Die EU ist natürlich nicht für die globale Pandemie oder den Krieg in der Ukraine verantwortlich. Sie hat vielmehr eine mutige Reaktion auf Schocks gezeigt. Im Sommer 2020 verabschiedeten die Staats- und Regierungschefs der EU ein "Konjunkturprogramm" im Umfang von rund 6 BIP-Punkten über mehrere Jahre. Ziel war es, den schwächsten Ländern in Form von Krediten oder Zuschüssen zu helfen, um die Nachfrage in der gesamten EU zu stützen und allen Mitgliedern zugute zu kommen. Dieser Ansatz ist im nationalen Rahmen selbstverständlich, war aber auf EU-Ebene beispiellos. Dieser Plan, der außerhalb des üblichen Haushaltsrahmens erstellt wurde, wurde als Ausnahme konzipiert und es wurde darauf geachtet, eine Vergemeinschaftung von Schulden zu vermeiden. Er könnte jedoch als Modell dienen, wenn die EU beschließen würde, angemessene Finanzmittel zu mobilisieren, um die Herausforderungen der Erhöhung der Verteidigungskapazitäten, der Investitionen in Technologie und der Fortsetzung des Energiewandels zu bewältigen. Dies sind drei Ziele, die die meisten Menschen vereinen sollten. Wer würde sich
nicht wünschen, in einer sichereren, innovativeren und weniger umweltschädlichen Welt zu leben?
Gleichzeitig hat sich der Rest der Welt diesen Herausforderungen gegenüber nicht passiv verhalten. In unterschiedlicher Form verfolgen die USA und China, die ansonsten Rivalen sind, eine Industriepolitik, die auf die Subventionierung von Zukunftssektoren von der KI bis zu Elektrofahrzeugen abzielt. In der EU gibt es nichts Vergleichbares in großem Stil, was zum Teil daran liegt, dass jedes Land häufig versucht, seine nationalen Interessen auf Kosten des gemeinsamen Interesses durchzusetzen.

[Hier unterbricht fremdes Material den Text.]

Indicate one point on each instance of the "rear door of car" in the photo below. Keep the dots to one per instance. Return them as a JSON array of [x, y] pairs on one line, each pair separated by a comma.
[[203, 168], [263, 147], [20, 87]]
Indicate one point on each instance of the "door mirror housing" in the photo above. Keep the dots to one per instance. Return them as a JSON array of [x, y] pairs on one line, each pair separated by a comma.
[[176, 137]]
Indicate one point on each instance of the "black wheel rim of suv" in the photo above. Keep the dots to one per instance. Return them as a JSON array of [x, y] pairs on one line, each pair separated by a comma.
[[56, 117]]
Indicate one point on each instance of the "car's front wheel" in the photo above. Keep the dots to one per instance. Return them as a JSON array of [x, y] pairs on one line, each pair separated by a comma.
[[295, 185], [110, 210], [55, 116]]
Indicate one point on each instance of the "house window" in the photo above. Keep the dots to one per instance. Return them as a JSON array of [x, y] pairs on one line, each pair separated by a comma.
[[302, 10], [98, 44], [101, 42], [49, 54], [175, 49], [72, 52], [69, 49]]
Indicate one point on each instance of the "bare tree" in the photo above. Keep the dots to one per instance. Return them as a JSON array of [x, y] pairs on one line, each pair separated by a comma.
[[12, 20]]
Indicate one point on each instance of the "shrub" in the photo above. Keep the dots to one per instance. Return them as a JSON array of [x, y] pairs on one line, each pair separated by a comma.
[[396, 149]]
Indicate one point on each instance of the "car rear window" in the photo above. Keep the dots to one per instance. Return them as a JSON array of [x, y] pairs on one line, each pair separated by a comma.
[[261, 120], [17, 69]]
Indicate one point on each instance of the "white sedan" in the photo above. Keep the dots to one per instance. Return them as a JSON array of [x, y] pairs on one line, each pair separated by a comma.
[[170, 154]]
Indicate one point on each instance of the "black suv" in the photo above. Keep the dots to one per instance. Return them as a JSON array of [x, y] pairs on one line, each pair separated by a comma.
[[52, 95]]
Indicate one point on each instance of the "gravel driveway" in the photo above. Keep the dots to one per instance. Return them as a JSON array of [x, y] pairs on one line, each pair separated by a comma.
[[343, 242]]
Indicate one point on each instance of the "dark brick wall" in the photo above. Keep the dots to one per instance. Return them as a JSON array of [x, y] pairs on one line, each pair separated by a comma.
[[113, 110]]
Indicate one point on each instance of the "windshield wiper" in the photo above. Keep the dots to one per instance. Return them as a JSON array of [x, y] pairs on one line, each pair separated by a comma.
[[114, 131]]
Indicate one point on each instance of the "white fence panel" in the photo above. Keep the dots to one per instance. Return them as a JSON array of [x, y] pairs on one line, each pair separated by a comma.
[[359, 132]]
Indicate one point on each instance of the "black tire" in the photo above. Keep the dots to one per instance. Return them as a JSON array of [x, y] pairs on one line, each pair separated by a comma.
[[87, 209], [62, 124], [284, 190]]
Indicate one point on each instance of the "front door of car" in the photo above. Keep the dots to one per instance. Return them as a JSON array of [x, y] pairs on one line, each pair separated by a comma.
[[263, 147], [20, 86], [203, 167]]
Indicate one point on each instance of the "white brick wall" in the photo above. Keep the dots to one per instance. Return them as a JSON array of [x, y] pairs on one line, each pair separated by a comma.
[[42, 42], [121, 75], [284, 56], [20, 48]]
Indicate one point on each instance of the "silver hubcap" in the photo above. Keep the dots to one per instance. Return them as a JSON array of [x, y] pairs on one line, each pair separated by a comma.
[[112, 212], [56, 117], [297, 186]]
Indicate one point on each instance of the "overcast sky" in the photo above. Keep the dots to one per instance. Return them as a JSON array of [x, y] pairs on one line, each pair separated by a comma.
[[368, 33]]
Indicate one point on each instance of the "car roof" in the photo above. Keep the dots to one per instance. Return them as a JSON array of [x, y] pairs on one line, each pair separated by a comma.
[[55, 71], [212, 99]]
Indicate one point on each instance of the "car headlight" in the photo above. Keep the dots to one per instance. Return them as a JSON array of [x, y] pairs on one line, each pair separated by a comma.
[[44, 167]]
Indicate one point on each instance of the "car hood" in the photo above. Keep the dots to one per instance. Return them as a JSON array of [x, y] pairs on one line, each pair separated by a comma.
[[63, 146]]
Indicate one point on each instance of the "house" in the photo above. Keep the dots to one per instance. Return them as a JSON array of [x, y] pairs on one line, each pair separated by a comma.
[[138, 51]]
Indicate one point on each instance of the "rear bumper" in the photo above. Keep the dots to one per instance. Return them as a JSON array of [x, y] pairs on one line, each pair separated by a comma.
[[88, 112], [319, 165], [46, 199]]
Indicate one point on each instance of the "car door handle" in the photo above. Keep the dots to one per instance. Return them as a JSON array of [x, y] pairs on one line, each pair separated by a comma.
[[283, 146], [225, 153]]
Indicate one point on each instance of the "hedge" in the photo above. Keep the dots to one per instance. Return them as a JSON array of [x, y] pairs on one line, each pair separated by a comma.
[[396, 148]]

Was ist zu tun? Es mangelt nicht an Ideen, um die Unzulänglichkeiten der EU zu beheben. Es ist allgemein bekannt, dass der Binnenmarkt im Finanzbereich unvollständig ist. In einem im April veröffentlichten Bericht fordert der ehemalige italienische Ministerpräsident Enrico Letta, die Kapitalmarktunion voranzutreiben, um die Kapitalallokation zu verbessern und Investitionen zu fördern. Um die "Europäisierung" der Unternehmen zu unterstützen und ihnen Größenvorteile zu verschaffen, schlägt er auch die Schaffung eines europäischen Unternehmensgesetzbuches vor, das die 27 bestehenden Gesetze - eines in jedem Land - ersetzen könnte. In einigen Wochen wird auch Mario Draghi, der ehemalige Präsident der EZB, seine Vorschläge zur Verbesserung der Wettbewerbsfähigkeit vorlegen. Seine ersten Überlegungen betonen die Notwendigkeit, die Fragmentierung zu verringern, die viele Sektoren behindert, von der Verteidigung über die Telekommunikation bis hin zu Forschung und Lieferketten.
Der Titel des künftigen Draghi-Berichts ist Programm: "Ein radikaler Wandel ist notwendig".